In February of 1996, long-time KBEW morning announcer and station manager Roy Haven left and Benson became the general manager and continued with full time sales. He is grateful to station owner at the time, Jerry Papenfuss, for giving him that opportunity.

“I have loved my job, couldn’t wait to go to work each day,” Benson says. “The best part has been the people. I have been blessed with working with a very good staff over the years. They have all been dedicated, highly professional people and I hold them all in high regard.”

One of his fellow employees, Diane Holland, is retiring just two weeks before Benson does. She has been at the KBEW radio station for 28 years as the office manager.

Benson says there have been many highlights in his career, but there are a couple that stand out.

“I was news director in 1984 when Walter Mondale was Democratic party nominee for president,” Benson says. “There was a media circus going on, but I was fortunate to get a one-on-one interview with him, and he was great.”

Then years later, in 2013, Mondale returned to his boyhood home in Elmore for an all-school reunion, and Benson was able to interview him live on the radio again, as the two watched the parade together.

“I asked him if I could call him ‘Fritz’ while we talked on the radio, and he said absolutely,” Benson says. “He was down to earth.”

Other highlights include doing wrestling coverage broadcasts with Dick Maher, especially in the days Blue Earth Area won state titles. And doing the broadcasts when the Blue Earth Pirates won the amateur baseball title.

Now that he is going to be retired, Benson says he is asked what he is going to do in retirement.

“I plan to ride my bike more, and go to baseball games I love baseball and want to do those charter baseball tours,” he says. “And I have a lifetime of reading to catch up on.”

Benson says he and his wife, Becky, plan on doing a lot traveling, something they have not done much of in the past.

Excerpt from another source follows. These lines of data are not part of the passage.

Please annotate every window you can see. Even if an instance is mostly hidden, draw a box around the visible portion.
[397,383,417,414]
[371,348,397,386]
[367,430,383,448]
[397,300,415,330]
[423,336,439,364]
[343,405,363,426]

Becky Benson retired from teaching a couple of years ago.

They will see their two daughters a lot more, Benson says. They are Stacey, who is 36, and works for a law firm, and will graduate from law school on Jan. 7, and Samantha, 30, who is a special agent for the Minnesota Department of Corrections and monitors sex offenders.

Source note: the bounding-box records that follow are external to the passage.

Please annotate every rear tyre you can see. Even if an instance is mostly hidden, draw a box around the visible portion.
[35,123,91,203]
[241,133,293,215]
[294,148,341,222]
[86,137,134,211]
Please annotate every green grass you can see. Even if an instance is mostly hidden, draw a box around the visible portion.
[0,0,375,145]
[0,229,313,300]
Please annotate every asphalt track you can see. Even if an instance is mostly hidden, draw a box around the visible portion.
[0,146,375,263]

Benson says he and his wife also had a son, Zachery, who was born with multiple health issues and passed away at eight months old. It is a painful memory still, he said.

Benson says he looks back and thinks he was always destined to be a radio announcer.

“It wasn’t just my love of music,” he says. “I was a good student but I was getting in trouble for being a smart aleck. I thought I was just witty and clever.”

And there is one more thing he is going to do in retirement.

“Some people know this about me, but some don’t,” he says. “I am a huge Jackson Browne fan. I have seen him perform live in concert 15 times. And if there is a Jackson Browne concert within 200 miles of Blue Earth, I’ll be there.”